Mereka dengan kompak membakar ikan dan ayam dan memasak nasi kuning.
Clara yang saat ini sudah merasa baikan karena Bram memberinya air kelapa pun kembali bergabung dengan teman-temannya.
pukul 1 malam semua nya telah siap dan daun pisang membentang untuk alas makan mereka.
Di iringi canda tawa, mereka makan dengan nikmat.
Beberapa orang yang sedang berkeliling ronda pun di ajak bergabung dengan mereka tapi menggunakan piring karena merasa sungkan jika orang tua juga di beri daun pisang sebagai alas makan.
Mereka bercanda sambil meminum kopi sehabis makan. Para pria juga sedang bermain domino dan para perempuan sibuk bergosip. Mereka tidak kesulitan jika ingin ke toilet karena toilet sangat dekat hanya membuka pintu belakang dan 2 toilet terdapat disana. Toilet yang memang terpisah dengan rumah tapi tetap terhubung walaupun jarang di gunakan.

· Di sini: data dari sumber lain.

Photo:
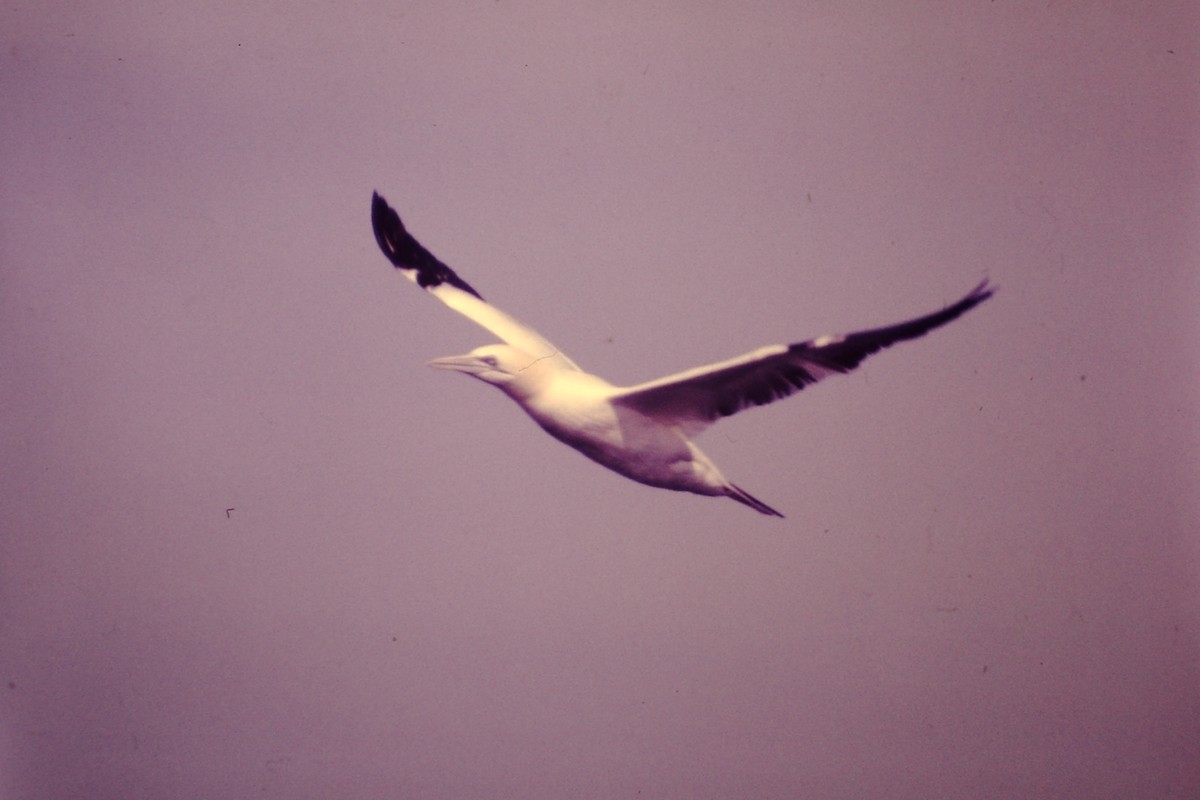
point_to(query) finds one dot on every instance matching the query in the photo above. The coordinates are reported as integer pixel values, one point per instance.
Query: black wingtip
(407, 253)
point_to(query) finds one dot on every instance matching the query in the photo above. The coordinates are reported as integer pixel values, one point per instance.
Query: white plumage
(642, 432)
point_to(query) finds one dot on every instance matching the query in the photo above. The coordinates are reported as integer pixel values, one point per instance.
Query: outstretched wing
(696, 398)
(421, 266)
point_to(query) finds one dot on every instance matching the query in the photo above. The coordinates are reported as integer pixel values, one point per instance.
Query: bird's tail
(745, 498)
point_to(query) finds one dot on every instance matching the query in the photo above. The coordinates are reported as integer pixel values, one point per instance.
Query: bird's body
(642, 432)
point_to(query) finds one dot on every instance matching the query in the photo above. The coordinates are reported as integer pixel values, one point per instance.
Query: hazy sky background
(987, 583)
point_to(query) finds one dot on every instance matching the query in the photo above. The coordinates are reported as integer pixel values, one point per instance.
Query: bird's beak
(468, 364)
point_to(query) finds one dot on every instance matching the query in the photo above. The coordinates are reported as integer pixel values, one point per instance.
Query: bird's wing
(696, 398)
(421, 266)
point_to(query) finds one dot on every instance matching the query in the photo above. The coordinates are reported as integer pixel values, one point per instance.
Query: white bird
(642, 432)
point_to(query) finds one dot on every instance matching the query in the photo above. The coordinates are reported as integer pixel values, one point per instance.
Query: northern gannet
(642, 432)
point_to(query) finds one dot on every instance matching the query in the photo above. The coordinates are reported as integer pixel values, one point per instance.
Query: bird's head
(501, 365)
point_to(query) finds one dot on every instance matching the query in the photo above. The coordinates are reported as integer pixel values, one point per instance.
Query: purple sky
(987, 583)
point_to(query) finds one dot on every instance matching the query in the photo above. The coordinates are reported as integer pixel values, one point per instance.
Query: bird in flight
(642, 432)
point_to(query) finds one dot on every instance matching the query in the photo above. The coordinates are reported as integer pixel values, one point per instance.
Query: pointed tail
(745, 498)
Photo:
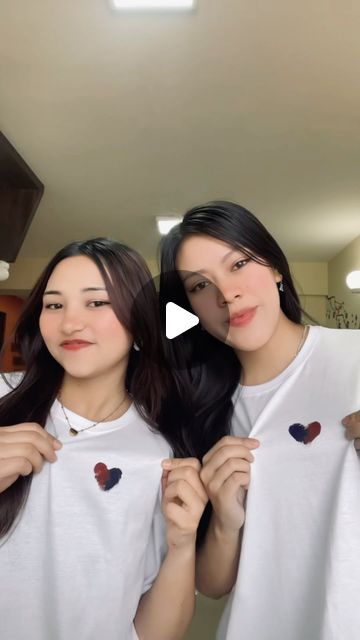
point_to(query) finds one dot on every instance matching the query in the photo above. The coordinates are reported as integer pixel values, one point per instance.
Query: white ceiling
(125, 117)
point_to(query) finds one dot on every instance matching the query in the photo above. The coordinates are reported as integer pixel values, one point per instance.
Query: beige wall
(344, 301)
(311, 281)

Mereka asik bercanda sampai pukul 4 mereka sudah tidak bisa menahan kantuk dan akhirnya tertidur.
__ADS_1
Para perempuan tidur di dalan tenda yang hanya atap saja dan para pria sebagian tidur di hammock dan sebagian juga tidur di karpet di luar tenda. Sangat aman untuk tidur disana karena tanah luas itu di kelilingi pagar se tinggi leher orang dewasa. Mereka semua terlelap hingga pukul 10 pagi dan hanya ada beberapa yang bangun untuk shalat subuh kecualu para perempuan yang tidur sangat pulas.
Setelah bangun mereka merapikan semua perlengkapan yang meraka gunakan dan para perempuan sibuk membuat roti bakar serta teh dan kopi lalu berkumpul di teras Clara untuk sarapan. Memasuki waktu dzuhur mereka sudah kembali ke rumah masing-masing termasuk Bram. Dan Clara langsung masuk ke dalam rumah setelah kepulangan sang kekasih dan teman-temannya. Dia langsung mandi dan merebahkan diri di depan TV karena merasa pusing karena bangun terlalu siang. Sang tante pun sudah berangkat ke kantor dan sang nenek yang duduk di kursi depan TV sambil mengaji. Clarapun kembali terlelap di depan TV.